Drone Airports Don't Make Long-Term Sense But We're Building Them Anyway
Just because centralizing mission control makes for easier training doesn't mean it's helpful over the long term.
The Aerodrome, a fully operational drone airport in Nevada, bills itself as the first hub on the globe where unmanned aerial systems take precedence over aircraft with people in them. As drone training grounds go, the Boulder City facility is brilliant; as a commercial port for drone traffic, it’s largely useless.
First, the nice stuff: As drones become a ubiquitous $2.07-billion industry over the next six years — this is what the people behind Aerodrome not unreasonably predict — lots of people will have to learn to fly. If you need space to use flying technology you don’t own or can’t use at home, droneports fit the bill. The Aerodrome has, smartly, positioned itself as a training facility. It is like the net cafe of yore, which was a place to get on the World Wide Web when people called it that and didn’t have computers at home. It’s a place to get airborne.

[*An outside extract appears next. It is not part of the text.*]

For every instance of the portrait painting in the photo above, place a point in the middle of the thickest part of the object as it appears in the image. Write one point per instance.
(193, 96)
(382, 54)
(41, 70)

If the Aerodome falls short of commercial success, however, it will depend on how closely it hews to self-made comparisons with teaching hospitals. At teaching hospitals, of course, patients still have issues that need to be solved. A central UAV landing hub is a solution looking for a problem most drone operators won’t have. If you buy that drones have revolutionary potential, that potential stems from their ease-of-flight and supreme aerial agility. Airports became a thing because jets need runways. Quadcopters, and even small fixed-wing drones, can be launched by hand. Here, the Aerodrome is an internet cafe in an age of smartphones.
Whatever the future drone venture might be (inspecting construction sites, say, or mapping fertilizer use on farms), many make sense as data-gathering near specific locales. Or it’s transporting defibrillators, as SkyOp drone educator Brian Pitre recently told Inverse, and other sorts of point A-to-B cargo hauling.
Cargo droneports have humanitarian potential in places like Rwanda, where drones can overcome transportation obstacles to deliver medical supplies. But delivery drones in the United States, as touted by Amazon and Google Wing, want to get away from the cluster. They’re gunning for your doorstep. There are plenty of hurdles in the way — collision avoidance; the fact that the Federal Aviation Administration, historically, has not allowed aerial vehicles to fly beyond an operator’s line of sight; whether or not consumers even want drones hovering over their stoops — but the lack of a JFK of drones isn’t one.